Today, biotechs and pharmaceutical companies are practicing gene editing as the treatment for rare genetic diseases.
The healthcare field is huge and connected. For instance, for early diagnosis of cancer, the liquid biopsy is very popular today and accurate. But someone had to develop it. The same is with AIs and robotics, medical device companies are developing new types of high-tech equipment. So many companies are involved to improve healthcare services. Look at the telehealth, it is adopted broadly. We have robots as surgeons. Monitoring patients with chronic diseases out of hospitals is easier than ever.
These products are not aimed at older populations only. Also, we have great progress in aesthetics, skincare, body care, hygiene, etc.
Can you see now why healthcare is a hot zone of interest for investors?
Vanguard Health Care Index Fund ETF Shares
Vanguard discovered the ETFs.
It tracks the performance of the MSCI U.S. Investable Market Index (IMI)/Health Care 25/50.
This ETF has delivered an average annual return of 9.47% since it started in 2004. It has generated average annual returns of 9.78% over the last three years and 9.2% over the last five years.
The Fund’s dividend yield is of 2,1%, the expense ratio 0.10% which is one of the lowest among ETFs.
Vanguard Health Care gives wide exposure. VHT stock is cheap to hold. Its liquidity is strong. The problem is the same as with other Vanguard funds. It is restricted transparency since the holdings are published monthly with 2 weeks delay.
Still, for the long- term investors a reduction of transparency shouldn’t so much important. VHT fell by -0.13% on Thursday, December 5, but rose for 0,69% on Friday, December 6. The current price is $187.93, $1.29 more than the previous one. Daily fluctuation of stock was 0.79%, a day high was $188.50, a day low was $187.02.

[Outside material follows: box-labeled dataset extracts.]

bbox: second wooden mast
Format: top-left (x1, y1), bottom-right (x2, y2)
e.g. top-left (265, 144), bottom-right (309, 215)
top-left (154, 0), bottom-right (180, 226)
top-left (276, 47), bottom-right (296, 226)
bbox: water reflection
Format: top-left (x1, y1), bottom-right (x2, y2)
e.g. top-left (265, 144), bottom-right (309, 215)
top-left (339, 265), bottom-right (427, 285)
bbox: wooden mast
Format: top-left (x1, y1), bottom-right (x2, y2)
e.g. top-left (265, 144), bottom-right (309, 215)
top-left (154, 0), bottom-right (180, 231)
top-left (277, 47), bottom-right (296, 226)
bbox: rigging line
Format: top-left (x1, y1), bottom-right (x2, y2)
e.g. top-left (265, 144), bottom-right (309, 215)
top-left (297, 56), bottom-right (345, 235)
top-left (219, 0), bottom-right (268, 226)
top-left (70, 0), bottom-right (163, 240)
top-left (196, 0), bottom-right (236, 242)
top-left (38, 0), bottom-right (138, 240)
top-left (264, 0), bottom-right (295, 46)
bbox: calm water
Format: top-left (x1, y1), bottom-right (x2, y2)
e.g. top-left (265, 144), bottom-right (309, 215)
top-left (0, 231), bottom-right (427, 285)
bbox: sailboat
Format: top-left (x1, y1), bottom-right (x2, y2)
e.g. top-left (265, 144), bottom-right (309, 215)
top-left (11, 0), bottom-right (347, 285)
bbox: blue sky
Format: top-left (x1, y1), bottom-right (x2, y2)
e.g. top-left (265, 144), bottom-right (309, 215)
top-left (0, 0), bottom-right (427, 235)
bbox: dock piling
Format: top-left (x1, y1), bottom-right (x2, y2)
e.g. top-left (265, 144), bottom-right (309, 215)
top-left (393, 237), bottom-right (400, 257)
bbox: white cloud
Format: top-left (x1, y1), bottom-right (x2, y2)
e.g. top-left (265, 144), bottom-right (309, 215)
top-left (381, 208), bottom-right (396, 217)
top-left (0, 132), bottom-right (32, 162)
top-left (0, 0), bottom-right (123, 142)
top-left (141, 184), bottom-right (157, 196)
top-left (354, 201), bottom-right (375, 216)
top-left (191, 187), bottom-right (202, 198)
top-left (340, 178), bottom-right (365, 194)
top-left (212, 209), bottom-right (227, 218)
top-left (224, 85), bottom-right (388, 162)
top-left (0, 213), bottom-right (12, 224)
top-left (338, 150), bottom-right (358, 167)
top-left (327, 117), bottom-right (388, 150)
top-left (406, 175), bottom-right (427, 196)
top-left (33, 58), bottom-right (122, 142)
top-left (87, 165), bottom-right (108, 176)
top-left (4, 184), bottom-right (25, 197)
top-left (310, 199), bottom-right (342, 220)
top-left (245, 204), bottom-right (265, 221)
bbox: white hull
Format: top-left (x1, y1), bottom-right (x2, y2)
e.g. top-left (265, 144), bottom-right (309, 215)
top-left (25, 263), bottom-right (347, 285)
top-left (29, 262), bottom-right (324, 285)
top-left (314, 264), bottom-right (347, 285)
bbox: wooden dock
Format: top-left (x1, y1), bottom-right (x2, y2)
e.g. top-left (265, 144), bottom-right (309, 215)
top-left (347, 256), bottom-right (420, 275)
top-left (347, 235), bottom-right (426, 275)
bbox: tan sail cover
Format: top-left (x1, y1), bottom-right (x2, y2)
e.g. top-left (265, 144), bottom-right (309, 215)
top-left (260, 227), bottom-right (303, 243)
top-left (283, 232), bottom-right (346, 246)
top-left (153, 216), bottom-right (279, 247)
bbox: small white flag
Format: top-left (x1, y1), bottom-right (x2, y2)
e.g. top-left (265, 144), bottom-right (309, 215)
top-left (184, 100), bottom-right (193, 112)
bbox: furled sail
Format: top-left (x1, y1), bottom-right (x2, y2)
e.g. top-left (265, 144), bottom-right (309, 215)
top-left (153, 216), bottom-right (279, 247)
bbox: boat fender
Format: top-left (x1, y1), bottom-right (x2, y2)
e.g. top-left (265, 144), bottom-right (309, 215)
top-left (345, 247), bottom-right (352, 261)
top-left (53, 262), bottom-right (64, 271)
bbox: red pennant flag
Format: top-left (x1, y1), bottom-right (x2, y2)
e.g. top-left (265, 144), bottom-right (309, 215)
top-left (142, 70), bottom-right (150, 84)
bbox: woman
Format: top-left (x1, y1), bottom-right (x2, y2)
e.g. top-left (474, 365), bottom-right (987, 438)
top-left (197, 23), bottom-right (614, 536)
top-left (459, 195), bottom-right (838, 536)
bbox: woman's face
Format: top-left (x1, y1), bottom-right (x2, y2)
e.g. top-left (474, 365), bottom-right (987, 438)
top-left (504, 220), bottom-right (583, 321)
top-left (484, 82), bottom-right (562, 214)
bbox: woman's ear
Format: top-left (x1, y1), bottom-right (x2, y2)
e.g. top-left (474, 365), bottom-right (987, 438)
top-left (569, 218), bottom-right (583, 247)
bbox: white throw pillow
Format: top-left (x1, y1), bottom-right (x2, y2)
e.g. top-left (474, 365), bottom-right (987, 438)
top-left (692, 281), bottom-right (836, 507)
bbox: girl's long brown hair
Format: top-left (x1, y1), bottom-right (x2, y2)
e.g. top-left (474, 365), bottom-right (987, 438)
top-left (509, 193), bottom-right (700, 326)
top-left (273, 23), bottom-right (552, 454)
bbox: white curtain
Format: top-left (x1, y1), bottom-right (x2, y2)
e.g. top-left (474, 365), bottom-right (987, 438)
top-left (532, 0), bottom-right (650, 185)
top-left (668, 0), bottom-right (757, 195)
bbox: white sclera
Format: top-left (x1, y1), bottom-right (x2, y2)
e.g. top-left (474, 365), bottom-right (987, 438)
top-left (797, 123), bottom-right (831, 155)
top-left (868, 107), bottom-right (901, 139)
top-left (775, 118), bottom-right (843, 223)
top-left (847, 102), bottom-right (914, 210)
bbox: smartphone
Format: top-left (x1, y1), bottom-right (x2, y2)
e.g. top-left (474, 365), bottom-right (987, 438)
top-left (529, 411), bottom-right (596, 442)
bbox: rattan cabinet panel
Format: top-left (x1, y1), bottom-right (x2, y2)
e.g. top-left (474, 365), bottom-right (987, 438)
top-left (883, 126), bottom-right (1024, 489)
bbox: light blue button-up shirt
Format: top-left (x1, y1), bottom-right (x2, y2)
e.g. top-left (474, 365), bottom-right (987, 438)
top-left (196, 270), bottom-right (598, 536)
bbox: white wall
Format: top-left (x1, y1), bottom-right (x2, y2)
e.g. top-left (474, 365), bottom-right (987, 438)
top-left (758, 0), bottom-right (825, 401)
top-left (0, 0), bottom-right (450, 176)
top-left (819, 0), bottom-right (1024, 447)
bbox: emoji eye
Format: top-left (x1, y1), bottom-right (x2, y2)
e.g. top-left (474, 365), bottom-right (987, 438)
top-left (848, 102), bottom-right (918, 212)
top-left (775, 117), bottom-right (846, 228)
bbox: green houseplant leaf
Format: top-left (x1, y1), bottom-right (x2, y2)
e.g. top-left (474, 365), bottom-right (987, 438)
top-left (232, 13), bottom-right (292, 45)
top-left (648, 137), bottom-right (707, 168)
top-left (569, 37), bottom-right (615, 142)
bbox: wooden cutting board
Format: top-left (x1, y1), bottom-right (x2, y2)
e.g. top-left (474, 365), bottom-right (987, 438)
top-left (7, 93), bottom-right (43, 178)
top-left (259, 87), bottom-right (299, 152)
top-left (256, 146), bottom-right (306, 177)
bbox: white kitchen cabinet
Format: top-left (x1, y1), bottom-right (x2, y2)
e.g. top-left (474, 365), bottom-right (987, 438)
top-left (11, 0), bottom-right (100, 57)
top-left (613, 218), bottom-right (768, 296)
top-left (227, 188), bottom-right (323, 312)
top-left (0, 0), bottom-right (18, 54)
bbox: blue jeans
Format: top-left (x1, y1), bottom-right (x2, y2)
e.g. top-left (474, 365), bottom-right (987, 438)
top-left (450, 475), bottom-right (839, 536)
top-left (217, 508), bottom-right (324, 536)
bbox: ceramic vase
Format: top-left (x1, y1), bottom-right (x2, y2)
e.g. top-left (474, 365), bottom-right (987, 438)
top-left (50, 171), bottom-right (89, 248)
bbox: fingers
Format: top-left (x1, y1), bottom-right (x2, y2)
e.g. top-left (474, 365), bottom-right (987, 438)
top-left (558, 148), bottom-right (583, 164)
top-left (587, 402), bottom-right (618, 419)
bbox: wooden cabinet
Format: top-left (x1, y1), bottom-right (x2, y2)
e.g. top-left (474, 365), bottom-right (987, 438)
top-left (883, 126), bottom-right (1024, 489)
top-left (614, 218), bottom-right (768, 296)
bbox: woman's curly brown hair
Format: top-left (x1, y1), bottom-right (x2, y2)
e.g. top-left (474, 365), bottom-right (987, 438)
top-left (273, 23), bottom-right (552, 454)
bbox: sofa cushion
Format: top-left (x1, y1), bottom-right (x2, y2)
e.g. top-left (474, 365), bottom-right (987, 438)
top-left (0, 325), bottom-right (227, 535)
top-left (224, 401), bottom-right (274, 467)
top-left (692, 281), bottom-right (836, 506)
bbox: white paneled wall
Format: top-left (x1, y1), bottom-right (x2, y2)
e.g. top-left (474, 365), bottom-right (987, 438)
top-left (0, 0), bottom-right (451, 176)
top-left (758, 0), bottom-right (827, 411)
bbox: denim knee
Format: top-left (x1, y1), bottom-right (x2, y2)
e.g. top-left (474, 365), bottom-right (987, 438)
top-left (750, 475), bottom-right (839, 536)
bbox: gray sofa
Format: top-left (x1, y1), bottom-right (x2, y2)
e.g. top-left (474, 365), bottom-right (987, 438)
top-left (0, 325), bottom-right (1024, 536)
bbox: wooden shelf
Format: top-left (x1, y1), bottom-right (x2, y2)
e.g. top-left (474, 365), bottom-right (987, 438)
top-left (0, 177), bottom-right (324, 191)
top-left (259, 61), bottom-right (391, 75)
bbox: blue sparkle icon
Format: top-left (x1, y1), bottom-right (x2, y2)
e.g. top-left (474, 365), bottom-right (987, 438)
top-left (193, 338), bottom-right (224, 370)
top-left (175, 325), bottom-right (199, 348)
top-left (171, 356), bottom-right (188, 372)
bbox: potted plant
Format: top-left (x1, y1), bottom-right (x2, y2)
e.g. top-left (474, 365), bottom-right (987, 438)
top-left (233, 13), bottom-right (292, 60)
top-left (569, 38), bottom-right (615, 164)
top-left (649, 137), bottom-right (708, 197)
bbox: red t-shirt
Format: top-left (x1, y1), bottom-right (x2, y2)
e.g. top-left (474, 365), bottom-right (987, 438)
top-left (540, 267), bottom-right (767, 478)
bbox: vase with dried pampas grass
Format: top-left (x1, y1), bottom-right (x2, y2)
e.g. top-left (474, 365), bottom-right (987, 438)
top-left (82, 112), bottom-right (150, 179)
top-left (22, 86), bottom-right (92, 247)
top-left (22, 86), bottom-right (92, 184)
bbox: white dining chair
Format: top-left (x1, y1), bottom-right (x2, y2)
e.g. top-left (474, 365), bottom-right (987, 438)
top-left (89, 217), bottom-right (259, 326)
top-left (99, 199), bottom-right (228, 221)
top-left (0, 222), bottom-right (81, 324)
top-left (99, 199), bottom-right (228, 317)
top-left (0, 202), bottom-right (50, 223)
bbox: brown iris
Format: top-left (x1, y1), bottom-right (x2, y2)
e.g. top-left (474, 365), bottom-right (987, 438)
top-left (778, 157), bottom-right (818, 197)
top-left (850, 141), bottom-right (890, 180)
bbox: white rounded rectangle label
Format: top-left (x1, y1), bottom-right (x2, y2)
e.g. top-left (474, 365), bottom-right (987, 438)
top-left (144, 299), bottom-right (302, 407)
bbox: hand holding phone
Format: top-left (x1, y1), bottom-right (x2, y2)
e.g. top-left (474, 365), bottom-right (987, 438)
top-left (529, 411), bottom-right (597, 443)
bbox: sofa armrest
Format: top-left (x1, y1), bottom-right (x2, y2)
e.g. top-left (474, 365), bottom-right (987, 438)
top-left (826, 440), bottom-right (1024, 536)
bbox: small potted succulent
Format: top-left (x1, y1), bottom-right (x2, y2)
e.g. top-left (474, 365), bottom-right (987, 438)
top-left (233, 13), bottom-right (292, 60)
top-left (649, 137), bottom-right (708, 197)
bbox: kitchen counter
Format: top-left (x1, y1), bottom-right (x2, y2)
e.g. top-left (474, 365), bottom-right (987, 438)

During the last 2 weeks, the stock price was shifting up and down but still, the 2-weeks gain was 2.78%.
Since the volume has increased by 47 673 shares on falling prices, you should take this as an early sign of increasing risk in the next several days. Anyway, the price is dropping so it is time to buy it.
According to analysts, the stock is in the upper line of a rising trend in the short term. This can be a very good selling chance for the short-term traders because the move towards the lower band of the trend can be expected.
If the price breaks up the top trend line at $188.45 it is expected to increase by 11.09% in the next 3 months with a price between $195 and $210 at the end of this period.
Bottom line
Investing in a healthcare ETF decreases the risks for investors thanks to a diversified portfolio across various stocks.
Moreover, ETFs can modify their holdings when it is necessary. Also, healthcare ETFs can resist during economic downturns because we will all need medical care no matter if it a crisis or not. But keep in mind, ETFs can drop during the crisis or recession too. They are not immune. But as the lesson from 2008, when some ETFs dropped by two-digit percentages, they had been rising again and did it fast.